Role of Community in Managing Heritage and Tourism in Historical Quarters of Delhi
Prof. Jan Schnellenbach
New Delhi, the capital of India, has seven layers of history. As a result, history and modernity exist side by side in the city, making it an ideal tourist destination. The city is home to three UNESCO World Heritage Sites, 174 monuments of national importance and thousands of unlisted monuments. These sites exist not in isolation, but are living heritage where communities not only live around the structures, but have made the structures part and parcel of their daily lives. Unsustainable tourism growth, however, threatens this equilibrium that has existed for centuries, thus exerting pressure on not only the physical structures, but also the community.
Ekta’s research aims at examining local communities’ perception of tourism in their respective area and explore the possibilities of improving community engagement in tourism and heritage management in New Delhi. It has four main objectives: (1) to understand the community’s view of and interest in tourism, (2) to review the level of community participation in tourism management, (3) to examine the role of the government in managing tourism and (4) to suggest ways of enhancing community participation in sustainable management of tourism and heritage. The research would be carried out through three case studies in Delhi: Hauz Khas Village, Nizamuddin Basti and Shahjahanabad. These three areas are historically important and are the top tourist destinations for the city. The local condition of tourism development and community involvement, however, vary widely among them, making them ideal for the study.
Ekta holds a BA in History from St.

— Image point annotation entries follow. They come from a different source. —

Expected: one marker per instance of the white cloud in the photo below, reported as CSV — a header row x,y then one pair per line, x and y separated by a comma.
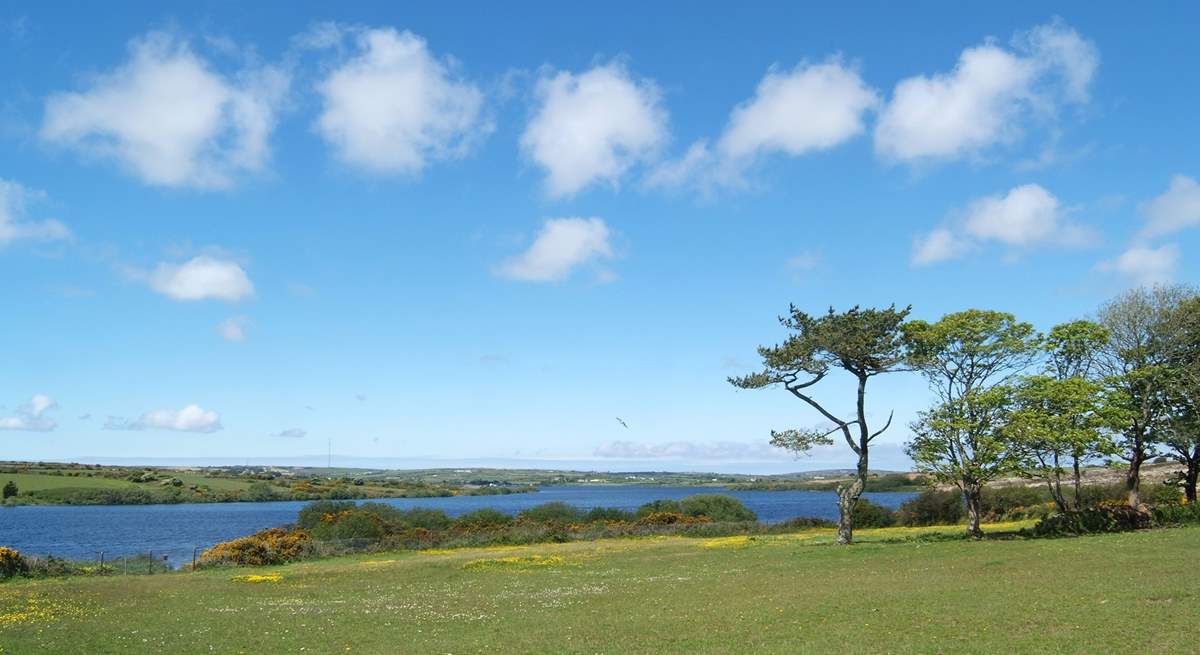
x,y
15,226
810,108
202,277
395,107
292,433
1176,209
988,97
562,246
233,329
1027,216
31,416
169,118
187,419
1145,264
725,451
593,126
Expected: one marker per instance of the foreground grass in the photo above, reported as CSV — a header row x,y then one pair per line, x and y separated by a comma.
x,y
1125,593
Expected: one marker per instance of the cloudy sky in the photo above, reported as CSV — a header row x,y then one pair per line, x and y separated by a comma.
x,y
469,234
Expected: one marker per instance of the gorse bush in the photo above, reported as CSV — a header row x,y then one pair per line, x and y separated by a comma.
x,y
1102,518
931,508
718,508
270,546
871,515
12,563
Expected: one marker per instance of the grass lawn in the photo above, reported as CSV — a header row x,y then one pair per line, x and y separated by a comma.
x,y
1122,593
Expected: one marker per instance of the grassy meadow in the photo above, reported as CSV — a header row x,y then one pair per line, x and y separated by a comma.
x,y
796,593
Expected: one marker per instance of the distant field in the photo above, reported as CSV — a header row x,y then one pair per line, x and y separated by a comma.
x,y
1123,593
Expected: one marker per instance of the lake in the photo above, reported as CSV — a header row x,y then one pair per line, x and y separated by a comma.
x,y
174,530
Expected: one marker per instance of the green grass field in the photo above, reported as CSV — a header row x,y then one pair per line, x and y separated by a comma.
x,y
1122,593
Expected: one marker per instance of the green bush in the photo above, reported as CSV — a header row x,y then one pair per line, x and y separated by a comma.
x,y
1101,518
600,515
718,508
1176,514
551,514
873,515
483,520
659,506
310,515
931,508
12,563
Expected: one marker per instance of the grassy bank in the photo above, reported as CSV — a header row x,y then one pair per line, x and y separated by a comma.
x,y
1120,593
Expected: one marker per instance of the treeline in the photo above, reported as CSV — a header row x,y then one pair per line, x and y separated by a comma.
x,y
1009,401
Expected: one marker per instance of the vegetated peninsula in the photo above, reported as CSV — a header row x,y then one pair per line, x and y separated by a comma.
x,y
59,484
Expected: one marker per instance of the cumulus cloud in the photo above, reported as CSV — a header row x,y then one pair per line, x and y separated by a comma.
x,y
233,329
1176,209
202,277
562,246
189,419
989,96
1027,216
809,108
593,126
724,451
394,107
13,222
292,433
31,416
168,116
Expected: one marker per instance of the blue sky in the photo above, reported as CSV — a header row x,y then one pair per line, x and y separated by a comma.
x,y
456,234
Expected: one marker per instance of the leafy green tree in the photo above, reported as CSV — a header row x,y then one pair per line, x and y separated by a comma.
x,y
969,359
1137,365
861,342
1182,433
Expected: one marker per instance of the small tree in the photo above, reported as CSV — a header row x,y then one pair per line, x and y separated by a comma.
x,y
863,343
1182,433
969,359
1059,421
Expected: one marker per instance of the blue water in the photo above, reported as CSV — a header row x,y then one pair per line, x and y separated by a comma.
x,y
174,530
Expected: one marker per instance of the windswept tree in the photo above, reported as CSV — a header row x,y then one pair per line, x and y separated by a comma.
x,y
1061,415
1059,422
1182,432
861,342
969,359
1137,366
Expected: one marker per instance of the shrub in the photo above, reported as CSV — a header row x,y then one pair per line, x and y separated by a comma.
x,y
672,518
12,563
270,546
1107,517
551,514
931,508
1176,514
717,506
484,520
871,515
310,516
657,506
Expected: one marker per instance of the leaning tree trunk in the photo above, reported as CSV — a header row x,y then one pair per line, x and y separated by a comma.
x,y
1192,475
847,497
1133,481
973,497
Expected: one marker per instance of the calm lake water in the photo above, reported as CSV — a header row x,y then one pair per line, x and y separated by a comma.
x,y
173,530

Stephen’s College, Delhi University and a Masters in Public Policy from National Law School of India University. Her research interests include historic urban landscapes, community management and development, tourism management, heritage revitalisation and urban planning. Prior to her Doctorate at BTU, she has worked in tourism consultancy and media. She also runs an independent oral history archival project in her native village in Delhi, India in collaboration with the Citizens’ Archive of India.